So (IMO), throw away the micrometers and the 'rule books', thumb your nose at the 'experts', let your imagination run wild, and have FUN.
09-24-2003, 10:52 PM
Nicely tied fly.
And you hit-the-nail-on-the-head in that as long as a fly is true to color and placement of the materials, it is not a different fly, nor a modification of the fly.
Let us not forget that if you entire a fly tying contest for a classic featherwing salmon fly, you must tie the fly true to pattern or else the fly is disqualified. Substitution of materials is allowed; but you cannot change the color or placement of the materials. This has been the cast for over 100 years and is the long established norm of fly tying compititions. Therefore, it is the defacto standard that we should all ascribe too.
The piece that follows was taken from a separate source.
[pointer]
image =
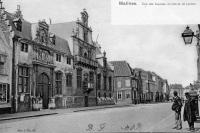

Also, if a person ties flies commercially he better tie all of them the same way and they better also be true to pattern or else he is not going to be in business very long. Shops and customers demand that flies be consistent and true to pattern fly after fly after fly. Even if they want 200 dozen of a particular fly in three different sizes with delivery in 14 days, the tyer better tie them all the same and they better also be true to pattern or the shop will reject them.
If you buy a "Super Duper Flame Spey" this week, you expect to get exactly the same fly, tied in exactly the same way if you buy it again 6 months from now. And you expect that if your friend orders the same fly, he will get exactly the same fly that you have.